İnal Batu’nun TC Büyükelçiliğinde emekli Albay Aytaç Beşeşler’e kurdurduğu YDP’ye; Beşeşler’den sonra Türkiye’deki Doğruyol Partisi Kurucular Kurulu üyesi olan ve Genel Sekreter Yardımcılığı yapan, Niğde’den milletvekili adayı olup seçilemeyen Orhan Üçok lider oldu!
Tam anlamıyla, dört dörtlük bir yerleşimci sömürgeciliği fotoğrafı…
Albay Beşeşler 20 Temmuz Harekâtı’nda ilk personel hizmet taburunda sefir subayı, 1979’a kadar yerleşimci nüfusla temas halinde Sivil Savunma (Özel Harp) uzmanı, 1984’te de TC Elçiliğinde kurulan YDP’nin başkanı. Ondan sonraki başkan da Tansu Çiller-Mehmet Ağar’ın DYP’sinin kurucularından biri…
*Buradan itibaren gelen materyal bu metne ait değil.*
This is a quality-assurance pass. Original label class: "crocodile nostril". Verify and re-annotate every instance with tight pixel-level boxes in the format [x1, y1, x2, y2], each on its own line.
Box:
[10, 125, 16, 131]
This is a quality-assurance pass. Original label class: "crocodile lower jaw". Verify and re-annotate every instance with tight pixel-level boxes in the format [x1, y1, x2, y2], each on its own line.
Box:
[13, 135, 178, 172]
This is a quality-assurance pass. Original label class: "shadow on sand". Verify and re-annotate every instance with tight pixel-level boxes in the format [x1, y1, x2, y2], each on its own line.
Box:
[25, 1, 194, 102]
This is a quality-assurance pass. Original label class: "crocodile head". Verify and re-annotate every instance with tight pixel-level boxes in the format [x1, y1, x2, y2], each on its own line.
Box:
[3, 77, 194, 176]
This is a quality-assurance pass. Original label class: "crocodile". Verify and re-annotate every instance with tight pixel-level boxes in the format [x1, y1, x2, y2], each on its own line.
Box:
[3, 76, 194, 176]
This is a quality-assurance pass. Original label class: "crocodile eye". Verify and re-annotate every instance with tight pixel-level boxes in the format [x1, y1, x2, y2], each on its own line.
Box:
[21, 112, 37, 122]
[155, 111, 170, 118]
Tam anlamıyla, dört dörtlük bir ‘Derin Devlet’ fotoğrafı…
***
26 Mart 1990 tarihli yazısında şöyle diyordu Özker Özgür:
‘‘CTP, TKP ve YDP her konuda anlaşabilen üç parti değillerdir. Farklılıkları vardır. Buna karşın demokrasiyi UBP’ye katlettirmeme konusunda anlaşmışlardır. Bu Kıbrıs Türkleri ve YDP tabanı açısından büyük bir olumluluktur. Şu ya da bu nedenle birbirine yabancı gibi duran CTP, TKP ve YDP tabanı birbirlerine süratle ısınmaktadırlar. Eskiden olmayan diyalog şimdi vardır.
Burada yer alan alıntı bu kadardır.